Enquanto o Brasil insiste em incentivar a privatização do saneamento básico, mais um exemplo francês demonstra a tendência mundial de remunicipalização dos serviços do setor. Seguindo o exemplo de outras cidades francesas como Paris, Nice e Grenoble, a metrópole de Lyon, com 59 comunas e 1,4 milhões de habitantes, retomará a partir de 1° de janeiro de 2023 a gestão direta dos serviços de produção e distribuição de água potável. Nesta data se encerra o contrato de delegação de serviço público à Veolia, por meio de sua filial Eau du Grand Lyon, que se iniciou em 2015.
A delegação envolve um faturamento anual de 88 milhões de euros. A decisão tem um simbolismo especial porque a Veolia tem sua origem na Compagnie Générale des Eaux (CGE), criada por decreto imperial em 1853 para abastecer Lyon. A subsidiária da Veolia dedicada à água em Lyon gera uma rentabilidade líquida de 5 a 6% ao ano.
Com a decisão, o poder público que já opera os serviços de esgotamento sanitário, passa a gerir ambos os sistemas, assumindo o controle sobre o ciclo integral da água. A decisão anunciada no dia 21 passado, cumpre promessa de campanha do ecologista Bruno Bernard, novo presidente do Conselho da Metrópole, que afirma que a gestão pública permite suprimir “qualquer interesse econômico na gestão das águas”.
Entre as razões anunciadas para justificar a decisão estão:
– intensificar as ações de proteção dos mananciais superficiais e subterrâneos que abastecem a região; inclusive pela redução do uso de agrotóxicos na agricultura;
– aumentar a participação de cidadãs e cidadãos nas decisões;
– viabilizar tarifa social que assegure acessibilidade aos consumidores em situação precária; com primeiros metros cúbicos de água gratuita para as famílias mais desfavorecidas, sem aumento de preço”, mas limitando o consumo excessivo;
– melhor enfrentar os desafios colocados pelas mudanças climáticas, em particular de redução da oferta de água superficial.
Segundo Bernard, os 280 empregados da Veolia vão ter assegurada a opção de continuar trabalhando no serviço sem redução de seus salários.
A opção da metrópole de Lyon se junta a de outra região metropolitana da França, a de Nice, com 49 comunas, que tem seus serviços prestados por uma autarquia intermunicipal, a Régie Eau d’Azur. Diferentemente do Brasil atual, em que a política neoliberal impõe a privatização, as regiões metropolitanas francesas apontam para a prestação pública.
Remunicipalização do saneamento é tendência mundial
De acordo com levantamento do Transnational Institute (TNI), centro de estudos em democracia e sustentabilidade sediado na Holanda, quase 900 reestatizações nas áreas de saneamento básico, transporte e energia foram feitas em países desenvolvidos como Estados Unidos, França e Alemanha.

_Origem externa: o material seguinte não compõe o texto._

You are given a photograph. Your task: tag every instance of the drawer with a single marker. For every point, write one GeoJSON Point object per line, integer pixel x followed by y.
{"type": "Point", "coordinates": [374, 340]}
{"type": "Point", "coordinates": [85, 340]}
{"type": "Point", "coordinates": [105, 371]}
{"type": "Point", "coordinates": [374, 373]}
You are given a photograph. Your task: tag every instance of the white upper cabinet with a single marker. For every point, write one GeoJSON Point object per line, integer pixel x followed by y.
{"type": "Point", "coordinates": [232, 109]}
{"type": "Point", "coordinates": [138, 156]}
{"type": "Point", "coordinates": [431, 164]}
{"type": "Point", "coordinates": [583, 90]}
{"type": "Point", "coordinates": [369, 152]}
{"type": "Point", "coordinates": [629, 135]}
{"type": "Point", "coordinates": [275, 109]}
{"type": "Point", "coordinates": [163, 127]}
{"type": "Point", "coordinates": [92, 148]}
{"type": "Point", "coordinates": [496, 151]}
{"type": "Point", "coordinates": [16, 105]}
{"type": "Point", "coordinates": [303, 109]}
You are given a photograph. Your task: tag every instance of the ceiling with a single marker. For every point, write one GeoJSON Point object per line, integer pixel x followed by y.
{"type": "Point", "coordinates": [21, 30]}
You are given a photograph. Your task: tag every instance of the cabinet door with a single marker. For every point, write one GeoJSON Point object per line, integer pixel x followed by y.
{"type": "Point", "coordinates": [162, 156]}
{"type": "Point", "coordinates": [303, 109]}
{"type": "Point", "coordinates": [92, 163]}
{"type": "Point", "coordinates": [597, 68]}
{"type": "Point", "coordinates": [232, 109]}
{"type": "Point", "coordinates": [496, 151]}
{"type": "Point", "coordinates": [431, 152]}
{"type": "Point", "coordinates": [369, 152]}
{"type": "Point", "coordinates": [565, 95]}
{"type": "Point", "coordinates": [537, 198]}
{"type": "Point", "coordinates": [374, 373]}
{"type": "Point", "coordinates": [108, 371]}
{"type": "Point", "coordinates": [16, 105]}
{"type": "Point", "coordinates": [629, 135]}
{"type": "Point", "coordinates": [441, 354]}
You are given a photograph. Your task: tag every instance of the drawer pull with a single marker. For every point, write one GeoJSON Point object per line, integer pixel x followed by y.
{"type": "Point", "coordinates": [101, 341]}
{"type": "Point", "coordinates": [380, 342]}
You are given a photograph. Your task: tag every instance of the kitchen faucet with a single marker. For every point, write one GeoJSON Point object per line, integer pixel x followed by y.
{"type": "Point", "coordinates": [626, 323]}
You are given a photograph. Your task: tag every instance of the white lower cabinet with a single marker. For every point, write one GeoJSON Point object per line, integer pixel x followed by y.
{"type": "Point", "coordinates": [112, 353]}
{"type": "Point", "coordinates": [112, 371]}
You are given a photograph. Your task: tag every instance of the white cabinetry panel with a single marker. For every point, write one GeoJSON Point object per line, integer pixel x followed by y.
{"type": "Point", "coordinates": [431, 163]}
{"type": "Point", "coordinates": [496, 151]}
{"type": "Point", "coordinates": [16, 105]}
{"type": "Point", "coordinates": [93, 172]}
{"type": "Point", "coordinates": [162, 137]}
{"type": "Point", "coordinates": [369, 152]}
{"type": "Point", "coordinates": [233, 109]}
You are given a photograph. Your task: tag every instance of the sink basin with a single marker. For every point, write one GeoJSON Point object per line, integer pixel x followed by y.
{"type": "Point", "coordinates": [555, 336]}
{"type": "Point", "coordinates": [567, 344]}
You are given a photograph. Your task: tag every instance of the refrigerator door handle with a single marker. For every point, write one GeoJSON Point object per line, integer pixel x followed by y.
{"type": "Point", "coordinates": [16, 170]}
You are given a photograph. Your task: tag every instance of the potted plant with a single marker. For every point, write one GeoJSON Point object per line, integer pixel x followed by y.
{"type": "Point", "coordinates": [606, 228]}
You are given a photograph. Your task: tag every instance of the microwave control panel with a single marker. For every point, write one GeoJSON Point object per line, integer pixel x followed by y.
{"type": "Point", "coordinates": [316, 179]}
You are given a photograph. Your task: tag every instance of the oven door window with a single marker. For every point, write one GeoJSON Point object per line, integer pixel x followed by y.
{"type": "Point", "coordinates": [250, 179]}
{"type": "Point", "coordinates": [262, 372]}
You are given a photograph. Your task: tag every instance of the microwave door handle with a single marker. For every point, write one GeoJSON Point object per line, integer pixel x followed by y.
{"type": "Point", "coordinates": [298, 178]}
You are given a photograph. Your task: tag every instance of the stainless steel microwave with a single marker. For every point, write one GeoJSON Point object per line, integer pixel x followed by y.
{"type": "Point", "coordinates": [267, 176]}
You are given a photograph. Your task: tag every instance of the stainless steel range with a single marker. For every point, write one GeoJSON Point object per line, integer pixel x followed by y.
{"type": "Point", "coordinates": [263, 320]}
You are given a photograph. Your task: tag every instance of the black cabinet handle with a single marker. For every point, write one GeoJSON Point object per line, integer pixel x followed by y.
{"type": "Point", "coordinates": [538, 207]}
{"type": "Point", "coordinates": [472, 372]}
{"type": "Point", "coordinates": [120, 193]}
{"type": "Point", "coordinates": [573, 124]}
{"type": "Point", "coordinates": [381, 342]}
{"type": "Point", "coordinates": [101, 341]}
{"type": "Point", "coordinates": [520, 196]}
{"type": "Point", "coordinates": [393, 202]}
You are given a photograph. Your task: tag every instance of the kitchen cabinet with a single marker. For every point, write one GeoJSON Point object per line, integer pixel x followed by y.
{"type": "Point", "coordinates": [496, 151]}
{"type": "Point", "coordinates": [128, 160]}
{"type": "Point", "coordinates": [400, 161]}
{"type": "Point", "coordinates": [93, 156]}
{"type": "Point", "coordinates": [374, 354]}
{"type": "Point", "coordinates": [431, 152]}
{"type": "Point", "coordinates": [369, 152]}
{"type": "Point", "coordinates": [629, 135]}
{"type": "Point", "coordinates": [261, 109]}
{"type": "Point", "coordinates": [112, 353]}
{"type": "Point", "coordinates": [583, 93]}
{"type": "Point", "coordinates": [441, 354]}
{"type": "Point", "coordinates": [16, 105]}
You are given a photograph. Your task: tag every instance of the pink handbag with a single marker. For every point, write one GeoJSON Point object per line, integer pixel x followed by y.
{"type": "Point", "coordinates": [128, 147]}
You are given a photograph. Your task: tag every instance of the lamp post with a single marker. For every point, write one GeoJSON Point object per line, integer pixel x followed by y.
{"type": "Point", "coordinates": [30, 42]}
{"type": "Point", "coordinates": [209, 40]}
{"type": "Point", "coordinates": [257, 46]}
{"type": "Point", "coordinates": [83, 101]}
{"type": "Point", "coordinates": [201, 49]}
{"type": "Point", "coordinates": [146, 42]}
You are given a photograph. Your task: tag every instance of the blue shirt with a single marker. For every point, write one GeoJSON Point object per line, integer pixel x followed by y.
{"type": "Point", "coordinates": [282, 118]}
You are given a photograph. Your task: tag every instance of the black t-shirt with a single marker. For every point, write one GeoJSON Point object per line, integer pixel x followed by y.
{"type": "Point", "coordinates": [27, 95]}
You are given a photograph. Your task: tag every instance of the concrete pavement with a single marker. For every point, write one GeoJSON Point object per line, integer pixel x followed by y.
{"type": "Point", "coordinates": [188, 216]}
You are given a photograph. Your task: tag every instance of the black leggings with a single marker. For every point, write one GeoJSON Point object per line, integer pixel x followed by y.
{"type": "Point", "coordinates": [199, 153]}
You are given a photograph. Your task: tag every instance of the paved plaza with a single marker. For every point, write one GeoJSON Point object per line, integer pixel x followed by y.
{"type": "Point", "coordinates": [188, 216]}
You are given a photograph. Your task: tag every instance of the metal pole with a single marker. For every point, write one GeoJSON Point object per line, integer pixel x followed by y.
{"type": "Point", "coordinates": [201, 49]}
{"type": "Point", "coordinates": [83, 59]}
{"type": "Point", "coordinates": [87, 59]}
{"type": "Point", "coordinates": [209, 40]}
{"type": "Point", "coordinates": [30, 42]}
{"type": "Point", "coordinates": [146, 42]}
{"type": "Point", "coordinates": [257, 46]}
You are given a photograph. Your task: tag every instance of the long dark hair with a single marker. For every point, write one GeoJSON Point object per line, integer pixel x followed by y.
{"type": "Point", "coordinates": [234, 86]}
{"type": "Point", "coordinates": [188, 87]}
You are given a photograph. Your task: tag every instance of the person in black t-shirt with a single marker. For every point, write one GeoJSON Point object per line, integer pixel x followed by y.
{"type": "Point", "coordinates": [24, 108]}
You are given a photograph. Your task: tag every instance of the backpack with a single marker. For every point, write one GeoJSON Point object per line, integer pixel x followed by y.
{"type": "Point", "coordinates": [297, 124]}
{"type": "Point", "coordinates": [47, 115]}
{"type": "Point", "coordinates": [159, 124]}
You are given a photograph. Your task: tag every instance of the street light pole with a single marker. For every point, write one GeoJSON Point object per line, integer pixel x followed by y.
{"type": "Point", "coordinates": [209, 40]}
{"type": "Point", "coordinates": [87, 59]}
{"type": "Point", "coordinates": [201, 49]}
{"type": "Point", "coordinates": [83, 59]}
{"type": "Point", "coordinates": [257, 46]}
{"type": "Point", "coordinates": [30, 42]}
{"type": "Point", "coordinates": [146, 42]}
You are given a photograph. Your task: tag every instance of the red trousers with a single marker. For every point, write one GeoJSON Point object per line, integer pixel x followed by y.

Segundo o estudo, a reestatização ocorreu porque as empresas privadas priorizavam o lucro, além dos serviços estarem caros e ruins. O relatório identifica processos do gênero em 55 países em todo o mundo. Alemanha, França, EUA, Canadá, Colômbia, Argentina, Turquia, Mauritânia, Uzbequistão e Índia são alguns deles.
Conforme esclarece a coordenadora de projetos do TNI, Lavinia Steinfort, a priorização de lucros das empresas privadas é, na maior parte das vezes, conflitante com a execução de serviços de que a sociedade depende. “As empresas privadas prometem benefícios como preços mais baixos, mais investimentos e melhor qualidade, mas, no que diz respeito a abastecimento e infraestrutura, a gestão pública, aliada a um controle democrático, ainda é mais efetiva em prover isso no longo prazo”, destaca.
A especialista lembra que quando um serviço público é vendido ou concedido para o setor privado, a empresa prioriza o lucro. “O resultado são aumentos expressivos, que tornam os serviços inacessíveis para as famílias mais pobres, além da falta de investimentos em infraestrutura, deterioração das condições de trabalho e custos mais altos para as autoridades locais, que, muitas vezes, têm que complementar os gastos quando a companhia privada falha na entrega”, argumenta.